Seonghwa sedikit mengerutkan alisnya bingung. "Apa yang salah denganmu? Ini akan canggung, dan kau akan menyesalinya nanti."
"Bagimana kau bisa seyakin itu, Hwa? Kenapa kau selalu seperti itu?"
"Joong, berhentilah."
"Kubilang, aku tidak bisa."
"Joong, dengarkan aku, ini bukan saatnya main-main."
Hongjoong menatap sendu ke arah Seonghwa, "Kau bahkan tidak memanggil namaku dengan benar."
Wajah Hongjoong terlihat melemah. Tapi Seonghwa bingung, ia sedang merayu atau memelas. Ditinjau dari omongannya, dia sedang melakukan keduanya. Tapi ia tidak ambil pusing dengan hal itu dan memilih mengabaikannya.
"Aku tidak punya banyak waktu untuk memikirkan hal-hal itu, Joong. Di dunia ini tidak ada yang jauh lebih penting dibandingkan tujuanku. Dan kau harusnya juga begitu," jawab Seonghwa apa adanya.
"Belajarlah untuk memanggil namaku dengan benar, Hwa."
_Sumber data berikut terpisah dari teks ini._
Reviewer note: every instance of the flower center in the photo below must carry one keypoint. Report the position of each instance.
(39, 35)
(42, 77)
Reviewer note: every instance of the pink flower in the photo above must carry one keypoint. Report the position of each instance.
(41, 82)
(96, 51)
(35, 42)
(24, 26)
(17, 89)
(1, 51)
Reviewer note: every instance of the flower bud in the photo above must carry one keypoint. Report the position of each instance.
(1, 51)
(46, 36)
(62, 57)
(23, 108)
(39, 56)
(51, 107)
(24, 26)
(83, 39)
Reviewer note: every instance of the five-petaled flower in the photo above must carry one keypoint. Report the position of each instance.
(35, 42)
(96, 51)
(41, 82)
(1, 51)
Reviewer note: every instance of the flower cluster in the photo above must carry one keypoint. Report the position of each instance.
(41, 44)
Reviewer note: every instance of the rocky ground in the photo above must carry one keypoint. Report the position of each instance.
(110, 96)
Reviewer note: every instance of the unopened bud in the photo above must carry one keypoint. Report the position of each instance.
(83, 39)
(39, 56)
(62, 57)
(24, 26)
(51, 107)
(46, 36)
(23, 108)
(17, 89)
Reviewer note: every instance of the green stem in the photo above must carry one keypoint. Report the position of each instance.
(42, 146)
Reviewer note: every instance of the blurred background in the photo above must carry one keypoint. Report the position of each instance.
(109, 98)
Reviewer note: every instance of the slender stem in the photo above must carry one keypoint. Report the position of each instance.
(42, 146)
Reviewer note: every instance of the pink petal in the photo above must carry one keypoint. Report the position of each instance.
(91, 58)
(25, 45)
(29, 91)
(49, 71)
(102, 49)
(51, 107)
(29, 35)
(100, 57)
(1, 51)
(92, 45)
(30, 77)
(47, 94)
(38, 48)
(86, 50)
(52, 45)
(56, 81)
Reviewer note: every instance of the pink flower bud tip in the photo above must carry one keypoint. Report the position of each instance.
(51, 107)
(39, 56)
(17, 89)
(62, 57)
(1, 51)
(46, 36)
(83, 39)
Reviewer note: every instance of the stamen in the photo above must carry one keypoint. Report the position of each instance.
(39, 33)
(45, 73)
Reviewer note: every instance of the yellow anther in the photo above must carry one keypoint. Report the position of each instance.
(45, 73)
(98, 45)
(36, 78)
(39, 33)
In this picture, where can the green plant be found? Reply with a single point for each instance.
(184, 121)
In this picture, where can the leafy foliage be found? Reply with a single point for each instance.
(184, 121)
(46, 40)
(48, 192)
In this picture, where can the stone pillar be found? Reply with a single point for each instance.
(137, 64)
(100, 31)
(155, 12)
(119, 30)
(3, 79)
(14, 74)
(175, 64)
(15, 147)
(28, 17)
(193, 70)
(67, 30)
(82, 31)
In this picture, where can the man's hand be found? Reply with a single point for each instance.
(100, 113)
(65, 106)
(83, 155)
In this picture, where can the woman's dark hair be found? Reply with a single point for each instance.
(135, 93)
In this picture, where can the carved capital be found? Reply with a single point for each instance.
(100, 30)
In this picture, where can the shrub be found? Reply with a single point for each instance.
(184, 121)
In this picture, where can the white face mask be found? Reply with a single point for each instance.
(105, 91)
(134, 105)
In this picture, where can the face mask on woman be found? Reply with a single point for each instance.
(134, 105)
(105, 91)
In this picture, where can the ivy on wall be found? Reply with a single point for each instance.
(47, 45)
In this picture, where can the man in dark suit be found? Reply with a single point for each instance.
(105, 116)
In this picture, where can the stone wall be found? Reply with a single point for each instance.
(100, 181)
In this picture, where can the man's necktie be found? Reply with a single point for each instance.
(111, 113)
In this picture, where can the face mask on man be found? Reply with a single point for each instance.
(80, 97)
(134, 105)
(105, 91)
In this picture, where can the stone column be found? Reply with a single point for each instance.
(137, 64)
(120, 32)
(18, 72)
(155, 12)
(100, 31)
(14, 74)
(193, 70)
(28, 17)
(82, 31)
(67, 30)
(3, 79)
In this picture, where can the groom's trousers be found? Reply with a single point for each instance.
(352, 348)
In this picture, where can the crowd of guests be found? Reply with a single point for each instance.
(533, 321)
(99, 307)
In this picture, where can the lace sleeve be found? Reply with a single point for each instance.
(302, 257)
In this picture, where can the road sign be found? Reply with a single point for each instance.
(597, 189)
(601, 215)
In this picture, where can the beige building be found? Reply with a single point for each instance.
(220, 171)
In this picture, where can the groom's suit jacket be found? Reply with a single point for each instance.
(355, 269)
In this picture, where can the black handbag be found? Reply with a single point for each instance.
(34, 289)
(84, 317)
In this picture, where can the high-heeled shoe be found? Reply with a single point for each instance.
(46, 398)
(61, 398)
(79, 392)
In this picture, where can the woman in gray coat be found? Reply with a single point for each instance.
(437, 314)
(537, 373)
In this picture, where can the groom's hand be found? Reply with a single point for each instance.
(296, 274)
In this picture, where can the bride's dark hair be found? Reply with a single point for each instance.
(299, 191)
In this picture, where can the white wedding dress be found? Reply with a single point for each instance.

"Berhentilah bertingkah. Apa yang salah denganmu? Biasanya kau tidak pernah mempermasalahkan ini."
"Hwa," lirih pemuda itu.
Seonghwa menggigit bibirnya ragu. Ia paham betul kemana arah pembicaraan Hongjoong berlangsung. Pemuda itu meminta lebih dari yang seharusnya.
Sejak awal Seonghwa memang sama sekali tidak menginginkan sebuah hubungan yang serius. Baginya seperti keadaan biasa itu sudah cukup. Dirinya telah mematri janji. Tak bisa dengan mudah mengalihkan ambisi menuju perasaan yang menurutnya tak penting sama sekali.
"Sudahlah," ujar Seonghwa. Pemuda itu melepas tangan Hongjoong yang menguncinya. Beranjak menuju kamar dan mengambil ponselnya yang tergeletak di atas nakas. Sedangkan si pemuda lainnya, ia menenggelamkan wajahnya pada tangan yang dilipat di atas meja. Perasaan yang pasti ia rasakan adalah kekecewaan.
"Harusnya kau tahu. Mempertahankan perasaan itu sulit."
— TBC —
![](https://img.wattpad.com/cover/227845476-288-k307995.jpg)
KAMU SEDANG MEMBACA
Desty : The Hidden Things | Joonghwa
FanfictionPark Seonghwa, seorang Penyidik Tingkat 1 di Eclipse Enforcers Organization. Dendam yang terselubung selalu mengakar menemani setiap langkah riwayat hidupnya. Kehilangan orang terkasih membuat dia memilih mengotori tangannya demi membalas dendam. Ha...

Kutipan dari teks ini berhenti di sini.